Mary heard Harry giggle.
“Go ahead and laugh. What do you have to
do now? It's easy for you, no responsibility - our kids are lost and damaged;
you left a wake of despair behind you…”
Harry interrupted. “You asked me what it's
like. Let me tell you, although the words we use are too small to really
describe this.”
Mary rolled her eyes and sighed, “Just
make it quick, Harry. I'm hoping to forget all of this by the morning.”
Then Harry spoke quietly.
“It might be hard to understand, Mary, but
seeing and hearing, touch and taste and smell, and even thinking thoughts are
just one thing for me now. They were one thing when I was alive too, only, like
you, my body needed to split up those tasks - you see - because of the ears and
eyes and so forth. Silly-shaped creatures we are.”
“What are you talking about?” Barked Mary.

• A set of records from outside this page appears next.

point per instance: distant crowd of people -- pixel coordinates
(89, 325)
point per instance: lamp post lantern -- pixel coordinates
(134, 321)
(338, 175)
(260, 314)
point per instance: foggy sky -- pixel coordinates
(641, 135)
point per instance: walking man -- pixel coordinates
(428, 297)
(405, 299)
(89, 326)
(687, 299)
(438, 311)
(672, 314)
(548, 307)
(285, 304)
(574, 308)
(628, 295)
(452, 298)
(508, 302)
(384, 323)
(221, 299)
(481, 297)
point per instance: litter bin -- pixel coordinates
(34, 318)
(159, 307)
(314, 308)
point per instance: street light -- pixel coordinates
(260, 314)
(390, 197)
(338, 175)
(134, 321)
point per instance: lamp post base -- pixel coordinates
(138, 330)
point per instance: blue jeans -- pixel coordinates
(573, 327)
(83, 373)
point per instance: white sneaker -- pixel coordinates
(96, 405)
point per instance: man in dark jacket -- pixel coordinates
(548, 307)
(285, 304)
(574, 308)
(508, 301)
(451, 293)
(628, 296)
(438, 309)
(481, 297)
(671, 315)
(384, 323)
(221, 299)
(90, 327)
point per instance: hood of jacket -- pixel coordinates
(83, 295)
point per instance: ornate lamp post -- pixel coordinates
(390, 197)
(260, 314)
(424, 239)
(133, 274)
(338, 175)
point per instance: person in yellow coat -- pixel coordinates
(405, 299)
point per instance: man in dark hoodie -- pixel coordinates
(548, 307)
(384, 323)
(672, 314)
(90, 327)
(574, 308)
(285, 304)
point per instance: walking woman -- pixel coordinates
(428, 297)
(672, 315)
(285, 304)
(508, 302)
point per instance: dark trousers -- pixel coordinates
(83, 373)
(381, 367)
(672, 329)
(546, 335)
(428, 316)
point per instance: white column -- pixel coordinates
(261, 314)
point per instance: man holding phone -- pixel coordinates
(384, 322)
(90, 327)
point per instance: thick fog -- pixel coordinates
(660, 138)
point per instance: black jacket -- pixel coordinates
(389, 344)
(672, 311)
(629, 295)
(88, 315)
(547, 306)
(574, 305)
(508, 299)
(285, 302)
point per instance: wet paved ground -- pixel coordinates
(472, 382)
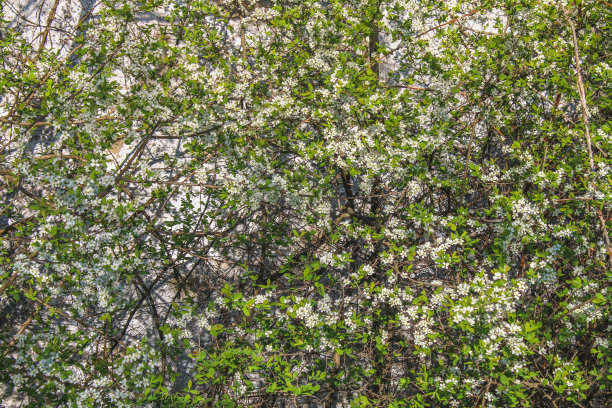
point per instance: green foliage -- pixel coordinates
(362, 203)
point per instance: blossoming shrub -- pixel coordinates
(306, 203)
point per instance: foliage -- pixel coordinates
(352, 202)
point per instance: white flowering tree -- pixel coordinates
(306, 203)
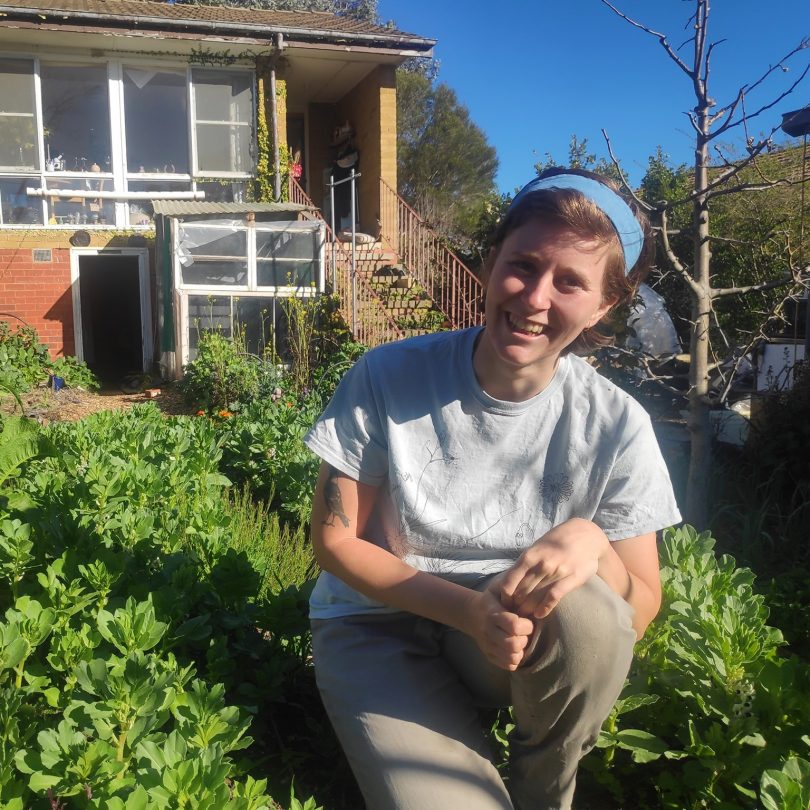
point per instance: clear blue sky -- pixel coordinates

“When we are alive, we lean too much on
the physical world, Mary. We spend time looking at Grace Kaputnik’s legs and
suddenly there is ‘that,’ and then there needs to be a ‘this’ in order to
desire that.”
“I knew it,” spat Mary.
“When we are alive, there is also
something that approaches clarity –the oneness among things – it is love, and
compassion, and generosity for those close to us. But we falter half way
through comprehending that oneness, and mistake it for a simple extension of
ourselves. I said awful things to our grown children because I couldn't see the
difference – I treated them as if they were simply my property, as much as you
and I often did with each other. Our children are separate and angelic for so
many years, just like newlyweds are to each other, and then at a certain point,
we misinterpret a real oneness for something as petty as familiarity and a hot
kind of boredom.”
Mary listened and tried to keep her tears
inside of her.
“And then, instead of stepping inside that
oneness, letting it be, letting it happen, and understanding that one and many
and this and that and here and there can all happen without having to pull or
push it toward what we believe we want to see and hear and touch and taste…”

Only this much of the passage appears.